Jodoh!

Kisah ini ditulis berdasarkan kisah nyata…

Perawan dan bujang saling cinta setengah mati. Ayahnya si perawan adalah haji yang jurangan tani. Sawahnya luas, orang-orang bekerja padanya sebagai buruh tani. Ia juga punya penggilingan padi. Ayah si bujang juga petani, tapi petani biasa saja dengan lahan tak luas yang hanya dikelolanya sendiri.

Bukan! Ini bukan kisah kasih tak sampai karena perbedaan status sosial, jika Anda menduga ceritanya akan begitu. Justru orang tua si perawan menyuruh mereka menikah segera. Sawah dan tanah sudah disiapkan untuk kehidupan mereka nantinya. Kedua orang tua mereka sama-sama setuju.

Cerita bermula dari keinginan si bujang untuk menuntut ilmu di kota. Sebuah keinginan yang tidak didukung baik oleh ayahnya sendiri maupun oleh ayah si gadis perawan. Keinginan ini juga dianggap tak biasa untuk ukuran orang di kampung itu. Tapi bujang bersikukuh dengan tekadnya.

Dia yakin si perawan adalah jodohnya. Ia yakin, perjalanan cinta mereka tak akan tergoyah hanya dengan halangan sebegini. Tapi ia juga tak tega membiarkan gadis pujaannya menungguinya sekian lama.

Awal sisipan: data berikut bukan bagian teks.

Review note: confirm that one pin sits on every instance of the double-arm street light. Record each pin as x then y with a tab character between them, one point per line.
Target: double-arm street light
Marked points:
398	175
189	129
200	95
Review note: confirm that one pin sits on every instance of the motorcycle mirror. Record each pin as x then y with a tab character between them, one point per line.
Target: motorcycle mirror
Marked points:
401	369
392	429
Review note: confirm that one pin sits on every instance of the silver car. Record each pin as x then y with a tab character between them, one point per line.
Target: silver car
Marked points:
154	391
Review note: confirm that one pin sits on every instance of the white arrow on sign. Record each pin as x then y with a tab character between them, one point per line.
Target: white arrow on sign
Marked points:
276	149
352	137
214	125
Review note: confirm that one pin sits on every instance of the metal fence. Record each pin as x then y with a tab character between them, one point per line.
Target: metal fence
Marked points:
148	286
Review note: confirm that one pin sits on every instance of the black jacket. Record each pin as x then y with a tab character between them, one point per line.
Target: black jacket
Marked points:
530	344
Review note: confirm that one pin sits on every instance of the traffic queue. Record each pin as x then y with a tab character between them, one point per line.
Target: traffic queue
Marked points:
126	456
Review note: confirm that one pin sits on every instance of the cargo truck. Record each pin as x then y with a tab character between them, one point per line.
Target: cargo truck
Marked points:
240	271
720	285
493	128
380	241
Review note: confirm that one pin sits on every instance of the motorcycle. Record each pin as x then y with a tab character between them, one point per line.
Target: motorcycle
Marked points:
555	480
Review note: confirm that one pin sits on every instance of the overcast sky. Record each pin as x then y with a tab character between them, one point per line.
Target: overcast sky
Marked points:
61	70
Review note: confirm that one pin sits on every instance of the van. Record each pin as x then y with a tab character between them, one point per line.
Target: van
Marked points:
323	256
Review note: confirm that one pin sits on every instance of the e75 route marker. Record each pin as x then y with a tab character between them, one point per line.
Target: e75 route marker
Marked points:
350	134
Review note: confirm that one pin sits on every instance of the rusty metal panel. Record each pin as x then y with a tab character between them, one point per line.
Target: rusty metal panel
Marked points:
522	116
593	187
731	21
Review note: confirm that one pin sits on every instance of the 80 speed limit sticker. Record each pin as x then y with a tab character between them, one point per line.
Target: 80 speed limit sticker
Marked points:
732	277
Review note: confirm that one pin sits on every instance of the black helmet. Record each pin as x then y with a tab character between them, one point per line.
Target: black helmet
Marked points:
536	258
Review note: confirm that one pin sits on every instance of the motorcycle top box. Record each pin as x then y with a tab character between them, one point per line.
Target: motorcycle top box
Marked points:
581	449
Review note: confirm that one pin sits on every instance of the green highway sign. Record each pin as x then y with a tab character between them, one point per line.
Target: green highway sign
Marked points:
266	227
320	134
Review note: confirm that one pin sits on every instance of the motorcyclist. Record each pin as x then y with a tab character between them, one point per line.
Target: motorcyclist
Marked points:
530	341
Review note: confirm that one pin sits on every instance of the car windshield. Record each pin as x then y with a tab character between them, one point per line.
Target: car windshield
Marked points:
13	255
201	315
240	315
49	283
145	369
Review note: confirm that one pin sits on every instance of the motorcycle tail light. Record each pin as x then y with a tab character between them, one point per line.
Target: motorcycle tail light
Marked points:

Maka ia punya siasat.

Si bujang bilang ke si perawan bahwa ia akan pergi ke kota, mencari kerja sambil kuliah, mengumpulkan uang kemudian ia akan segera menikahinya. Ia bilang akan membawanya serta hidup di kota berdua saja. Jadi si gadis tidak perlu menunggunya lulus kuliah. Dengan sesegukan si gadis itu meminta si bujang benar-benar berjanji dengan kata-katanya.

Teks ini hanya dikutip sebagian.